On Barack Obama, Politics and Sports Fans

UPDATE to yesterday's late post about ESPN cancelling a scheduled podcast interview between Barack Obama and Bill Simmons.

There's a theory that fans don't want to mix politics and sports. First of all, a conversation with Obama could/would have been entirely about basketball, because the interviewer is a basketball fan -- it is why Obama's hoops passion has been a popular meme for bloggers for the last year (or more).

Second, I disagree with that premise -- I'm a politics junkie AND a sports fan. And there is more interest in politics now -- among the public at large -- than there has been in a long time, and I presume that there are at least a few sports fans who also care about politics this year. Do fans want me to mix "David Ortiz is struggling" with "McCain's economic plan is sketchy?" Of course not.

But given Obama's passion for basketball (and sports more generally -- as a fan), I think talking about the intersection of Obama's interests (sports) and fans' interests (sports) is no more out of bounds than talking with Will Ferrell about his love of USC football while Ferrell is trying to promote his new movie. Everyone has an agenda -- it's up to the interviewer not to blindly play to it... and up to fans to recognize it.

(Last point: I haven't seen anyone else pick up on this, but please note that there was no apparent problem with "politics" when leveraging Obama's popularity by putting him at the beginning of that Monday Night Football broadcast back in the fall of 2006.)

-- D.S.

9 comments:

DougOLis said...

How is it any different that Bush sitting in the booth on the opening Nats game? Which was on ESPN no less. They didn't really talk about politics while he was on and focused on baseball.

bird said...

Dan, I wish you could schedule an interview with Obama. I know the questions you'd ask would no doubt be 1000% better than the ones that were asked at last night's debate!

Natsfan74 said...

Dan, I am sorry, but I completely disagree and am glad that ESPN is not going to mix politics with sports in this case. I am a huge sports fan, and a politics junkie, but I think that those two things do not have the same intersection for everyone. I, for one, hate when ESPN includes any politics talk in their stories because the ones I have seen thus far have had a much more liberal slant than necessary. ESPN should stick to what it does well -- cover sports.

A purely sports discussion between any candidate would be ok, but really, what would be the point? Fine, Obama is a sports fan. DOes this mean that McCain isn't a sports fan at all? Why do I care what team either of them follows? I won't choose a candidate because of his/her sports affiliation.

This is coming from a political science major who lives in DC and worked on the Hill.

pv845 said...

The problem with the WWL allowing this on their news or radio is the equal time that they would have to grant both Hillary and John McCain, not to mention other candidates. Think back to Al Sharpton and Fred Thompson.
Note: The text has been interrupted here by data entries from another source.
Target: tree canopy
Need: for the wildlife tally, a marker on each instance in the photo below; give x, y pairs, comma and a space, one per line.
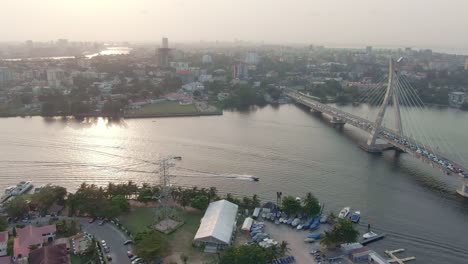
3, 224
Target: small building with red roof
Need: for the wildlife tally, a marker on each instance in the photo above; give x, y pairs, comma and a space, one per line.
32, 236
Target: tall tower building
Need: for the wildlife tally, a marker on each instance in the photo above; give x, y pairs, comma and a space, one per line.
163, 53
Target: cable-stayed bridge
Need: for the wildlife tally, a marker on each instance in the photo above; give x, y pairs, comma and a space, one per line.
410, 139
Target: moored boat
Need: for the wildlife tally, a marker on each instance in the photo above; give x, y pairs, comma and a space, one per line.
369, 234
344, 212
355, 217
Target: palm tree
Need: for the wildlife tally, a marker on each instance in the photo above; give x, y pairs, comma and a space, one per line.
255, 201
284, 248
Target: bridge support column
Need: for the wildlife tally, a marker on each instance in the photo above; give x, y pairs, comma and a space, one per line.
463, 191
337, 122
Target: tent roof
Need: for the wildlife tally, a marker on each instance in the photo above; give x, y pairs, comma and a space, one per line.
218, 222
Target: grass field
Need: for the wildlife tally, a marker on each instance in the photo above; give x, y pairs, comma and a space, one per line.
180, 240
164, 108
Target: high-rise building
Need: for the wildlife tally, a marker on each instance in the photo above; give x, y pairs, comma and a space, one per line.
5, 74
251, 58
206, 59
240, 71
55, 77
163, 53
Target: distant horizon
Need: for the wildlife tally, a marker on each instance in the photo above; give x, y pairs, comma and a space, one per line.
457, 50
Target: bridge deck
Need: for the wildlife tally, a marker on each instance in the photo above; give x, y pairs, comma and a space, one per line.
407, 144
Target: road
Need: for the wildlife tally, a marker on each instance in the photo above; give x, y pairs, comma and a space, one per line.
114, 239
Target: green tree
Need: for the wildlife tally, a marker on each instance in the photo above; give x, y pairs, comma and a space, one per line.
311, 205
244, 254
17, 207
10, 244
290, 205
200, 202
145, 195
121, 203
3, 224
150, 245
342, 232
184, 258
284, 248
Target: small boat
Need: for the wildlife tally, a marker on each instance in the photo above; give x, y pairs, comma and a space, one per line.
344, 212
22, 188
355, 217
314, 235
323, 219
295, 222
369, 235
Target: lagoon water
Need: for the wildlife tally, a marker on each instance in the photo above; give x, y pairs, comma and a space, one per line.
287, 147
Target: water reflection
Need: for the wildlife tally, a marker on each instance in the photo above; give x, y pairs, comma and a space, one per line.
86, 122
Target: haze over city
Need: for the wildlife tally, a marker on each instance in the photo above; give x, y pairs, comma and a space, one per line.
233, 131
420, 23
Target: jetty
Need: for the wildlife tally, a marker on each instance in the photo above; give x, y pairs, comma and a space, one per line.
395, 259
372, 239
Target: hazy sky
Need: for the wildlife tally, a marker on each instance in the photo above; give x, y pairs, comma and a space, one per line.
377, 22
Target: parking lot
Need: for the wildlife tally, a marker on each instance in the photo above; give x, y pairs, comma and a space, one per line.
114, 239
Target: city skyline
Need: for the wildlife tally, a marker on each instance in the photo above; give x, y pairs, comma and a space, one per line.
341, 23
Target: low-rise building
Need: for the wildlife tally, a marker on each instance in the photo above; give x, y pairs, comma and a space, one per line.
217, 226
193, 86
456, 99
31, 236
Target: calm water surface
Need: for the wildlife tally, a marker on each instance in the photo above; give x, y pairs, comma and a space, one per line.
288, 148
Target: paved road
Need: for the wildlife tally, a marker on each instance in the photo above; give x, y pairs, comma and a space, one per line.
114, 239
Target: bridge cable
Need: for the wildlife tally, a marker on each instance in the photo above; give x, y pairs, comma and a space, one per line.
442, 139
406, 99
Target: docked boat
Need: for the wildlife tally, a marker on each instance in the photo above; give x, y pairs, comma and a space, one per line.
323, 219
295, 222
21, 188
344, 212
355, 217
369, 235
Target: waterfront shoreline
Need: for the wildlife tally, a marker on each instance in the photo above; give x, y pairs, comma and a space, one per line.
130, 116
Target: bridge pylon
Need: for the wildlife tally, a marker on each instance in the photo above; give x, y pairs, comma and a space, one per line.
391, 92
It is a headache the ESPN doesn't want.

Joey said...

I don't want politics mixing with my sports...

Your Humble Correspondent said...

There is no such thing as the "fairness doctrine," or equal time that is mentioned here.

Odd circumstance about Obama, but I don't watch anything on ESPN except live events and occasionally, PTI, so I wouldn't watch anyway.

People that get so mad about politics encroaching into sports are living in denial about the "real world."

Dave Kern said...

Agree wholeheartedly. ESPN did themselves a huge disservice and at the same time admitted that their readership is too ignorant (which looks to be accurate based on this small group of comments) to realize that an interview with a presidential candidate doesn't mean that espn, abc, the mouse all support the candidate or are some how being unfair by letting their columnist interview him.

As an aside, if Simmons supports him, SO WHAT? He's been saying he supports him in his columns for the last 6 months.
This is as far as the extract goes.